For the 10-20 minutes Penn's character is on screen (it might be more; I was too busy trying to not fall asleep to count accurately), all he does is walk around looking confused. Sound entertaining? I thought not. OK, well, how about watching the wife of Pitt's character walk around so overtly happy in early scenes and so horribly melancholy in latter ones that you feel no empathy towards her whatsoever. Of course, there's Pitt walking around, looking suave even when being a (very forced) jerk for reasons that, despite his character's late efforts to explain them, still don't work. If this was a Star Trek: The Next Generation situation, one might go as far as to call three characters "Mary Sue."

This of course falls all upon the shoulders of writer/director Malick, for the film as a whole tries to be some huge, artistic, "it's going to move you whether you like it or not" statement ... In reality, all it does is make you move closer and closer to the exit with each horrible frame. I can handle complex storytelling as long as its somewhat coherent and not forced - but given this film's audacious methods, from its long-winded narrations and moments for its characters (and the audience) to reflect to its really silly moments - dinosaurs, really?! - hardly anything if anything at all makes sense in The Tree of Life ... Other than not watching it.

PARTING SHOT: The Tree of Life is like a dead tree rotting in the back yard ... It's lifeless, useless and a reminder of how even the most basic and beautiful things in life can become an afterthought.

RATING (OUT OF FOUR POSSIBLE BUCKETS OF POPCORN): NONE

Comments

  1. If you read the synopsis of the film, you'd know that it's about a man searching for the meaning of life while also reminiscing over the tragedy of his brother dying.
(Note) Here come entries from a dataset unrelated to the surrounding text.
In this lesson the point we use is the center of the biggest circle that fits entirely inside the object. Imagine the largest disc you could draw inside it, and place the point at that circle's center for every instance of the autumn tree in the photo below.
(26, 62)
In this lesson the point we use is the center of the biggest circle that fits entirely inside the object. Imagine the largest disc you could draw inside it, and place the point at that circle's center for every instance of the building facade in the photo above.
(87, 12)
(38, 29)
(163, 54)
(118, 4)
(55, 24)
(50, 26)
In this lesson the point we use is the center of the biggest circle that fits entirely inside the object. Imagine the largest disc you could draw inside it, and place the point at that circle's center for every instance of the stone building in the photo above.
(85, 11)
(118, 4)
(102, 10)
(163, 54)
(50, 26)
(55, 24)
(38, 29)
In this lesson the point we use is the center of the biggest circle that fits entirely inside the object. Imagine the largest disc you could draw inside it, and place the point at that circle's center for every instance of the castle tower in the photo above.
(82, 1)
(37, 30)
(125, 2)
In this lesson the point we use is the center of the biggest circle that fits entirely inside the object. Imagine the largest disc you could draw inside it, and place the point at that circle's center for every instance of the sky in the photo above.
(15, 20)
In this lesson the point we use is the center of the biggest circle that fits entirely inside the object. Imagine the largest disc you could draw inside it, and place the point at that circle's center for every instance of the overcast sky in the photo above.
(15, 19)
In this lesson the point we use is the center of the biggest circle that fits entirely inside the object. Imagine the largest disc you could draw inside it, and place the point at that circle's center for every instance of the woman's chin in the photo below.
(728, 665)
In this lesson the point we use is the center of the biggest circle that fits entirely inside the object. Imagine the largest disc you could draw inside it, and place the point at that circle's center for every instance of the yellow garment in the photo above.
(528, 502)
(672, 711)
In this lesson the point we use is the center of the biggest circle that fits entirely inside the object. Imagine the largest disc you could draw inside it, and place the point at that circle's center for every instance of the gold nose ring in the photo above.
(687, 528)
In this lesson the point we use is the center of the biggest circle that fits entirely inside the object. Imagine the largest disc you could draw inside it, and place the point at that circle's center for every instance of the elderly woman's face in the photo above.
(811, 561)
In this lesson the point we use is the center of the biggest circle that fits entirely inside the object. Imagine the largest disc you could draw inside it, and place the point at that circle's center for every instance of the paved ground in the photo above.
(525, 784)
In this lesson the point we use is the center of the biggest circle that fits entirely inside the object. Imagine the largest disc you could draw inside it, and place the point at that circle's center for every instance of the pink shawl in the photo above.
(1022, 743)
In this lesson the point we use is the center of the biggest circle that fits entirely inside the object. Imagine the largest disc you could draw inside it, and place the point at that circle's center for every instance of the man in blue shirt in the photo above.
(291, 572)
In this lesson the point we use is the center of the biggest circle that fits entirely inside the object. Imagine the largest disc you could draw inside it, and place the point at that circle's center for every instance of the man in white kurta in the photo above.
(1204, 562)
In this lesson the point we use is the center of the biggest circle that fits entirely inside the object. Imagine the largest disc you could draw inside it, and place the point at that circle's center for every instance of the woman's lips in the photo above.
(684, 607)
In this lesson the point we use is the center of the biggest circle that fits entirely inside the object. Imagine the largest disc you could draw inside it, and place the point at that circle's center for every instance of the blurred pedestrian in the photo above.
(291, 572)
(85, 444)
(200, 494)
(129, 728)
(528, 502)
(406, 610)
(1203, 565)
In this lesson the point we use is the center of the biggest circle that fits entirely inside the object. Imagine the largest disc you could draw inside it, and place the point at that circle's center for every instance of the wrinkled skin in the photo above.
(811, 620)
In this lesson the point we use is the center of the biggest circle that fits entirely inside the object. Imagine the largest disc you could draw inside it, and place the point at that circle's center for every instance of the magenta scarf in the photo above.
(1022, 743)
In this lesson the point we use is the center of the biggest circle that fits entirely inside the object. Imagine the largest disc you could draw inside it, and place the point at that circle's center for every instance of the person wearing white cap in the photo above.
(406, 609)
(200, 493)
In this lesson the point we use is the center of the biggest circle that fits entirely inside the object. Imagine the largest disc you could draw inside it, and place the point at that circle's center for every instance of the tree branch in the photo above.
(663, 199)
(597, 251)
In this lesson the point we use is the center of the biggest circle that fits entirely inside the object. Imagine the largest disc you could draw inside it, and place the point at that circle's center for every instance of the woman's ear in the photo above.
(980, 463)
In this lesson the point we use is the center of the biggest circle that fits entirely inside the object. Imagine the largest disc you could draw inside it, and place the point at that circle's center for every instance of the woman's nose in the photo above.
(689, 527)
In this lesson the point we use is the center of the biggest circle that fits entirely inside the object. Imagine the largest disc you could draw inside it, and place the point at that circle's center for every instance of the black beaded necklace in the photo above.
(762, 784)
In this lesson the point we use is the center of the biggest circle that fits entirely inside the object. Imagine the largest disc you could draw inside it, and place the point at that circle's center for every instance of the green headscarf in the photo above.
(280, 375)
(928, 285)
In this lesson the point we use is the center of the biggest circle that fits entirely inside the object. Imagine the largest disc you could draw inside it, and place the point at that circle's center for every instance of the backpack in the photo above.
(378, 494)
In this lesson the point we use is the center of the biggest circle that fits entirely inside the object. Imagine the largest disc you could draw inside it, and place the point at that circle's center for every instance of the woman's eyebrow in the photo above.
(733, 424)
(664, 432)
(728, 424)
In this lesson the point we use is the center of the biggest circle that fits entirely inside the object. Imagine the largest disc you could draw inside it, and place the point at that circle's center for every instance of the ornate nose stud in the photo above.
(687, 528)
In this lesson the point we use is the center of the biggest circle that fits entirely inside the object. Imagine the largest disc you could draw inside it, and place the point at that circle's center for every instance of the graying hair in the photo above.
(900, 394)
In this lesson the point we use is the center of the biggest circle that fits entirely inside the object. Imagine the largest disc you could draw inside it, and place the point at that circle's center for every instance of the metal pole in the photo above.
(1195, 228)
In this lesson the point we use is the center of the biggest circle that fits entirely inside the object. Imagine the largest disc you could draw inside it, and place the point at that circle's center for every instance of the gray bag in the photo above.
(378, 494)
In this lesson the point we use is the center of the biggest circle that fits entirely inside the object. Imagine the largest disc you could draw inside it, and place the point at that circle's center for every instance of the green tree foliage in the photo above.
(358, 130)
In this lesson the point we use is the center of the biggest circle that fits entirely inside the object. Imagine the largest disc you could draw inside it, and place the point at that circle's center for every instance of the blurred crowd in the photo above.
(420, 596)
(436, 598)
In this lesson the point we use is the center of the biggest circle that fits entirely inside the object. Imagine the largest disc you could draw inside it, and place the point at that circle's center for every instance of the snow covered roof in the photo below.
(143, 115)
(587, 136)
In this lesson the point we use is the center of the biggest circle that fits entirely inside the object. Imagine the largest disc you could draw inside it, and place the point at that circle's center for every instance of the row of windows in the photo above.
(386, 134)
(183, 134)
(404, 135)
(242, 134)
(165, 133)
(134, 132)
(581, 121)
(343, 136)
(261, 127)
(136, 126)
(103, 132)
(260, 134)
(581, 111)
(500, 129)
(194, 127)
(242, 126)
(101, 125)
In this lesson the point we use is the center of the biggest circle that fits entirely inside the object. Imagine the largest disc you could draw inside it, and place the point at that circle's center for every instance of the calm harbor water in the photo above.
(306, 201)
In the film, he tries to relate the emotions and vulnerability of that event to how fragile life is and has been since it's existence on Earth.

    If interpreting, thinking and trying to pick apart "deep" films is too difficult for you, you can always just watch "The Room". Not much emotional vulnerability or thought-provoking empathy going on there. It's pretty linear and chronological as well, =).

    As for being a "film critic" in a technical sense, it's editing that bothers you. Not cinematography. Repeat after me: E D I T I N G. Editing. Ed-it-ing. Figure how to express your opinions before you express them, and that involves knowing your terms and how to use them properly It's funny, because I had no problem understanding "The Tree of Life", but now have a headache trying to figure out what about the film you dislike. And before you think that I defend the film at all costs because I think it's "duhhh best ting ever11!!!1", I don't. I appreciate and respect those who dislike it and can intelligently explain why. But you just call it dumb, and boring, and can barely let us know why. Just makes you look dumb and boring too, dear =/.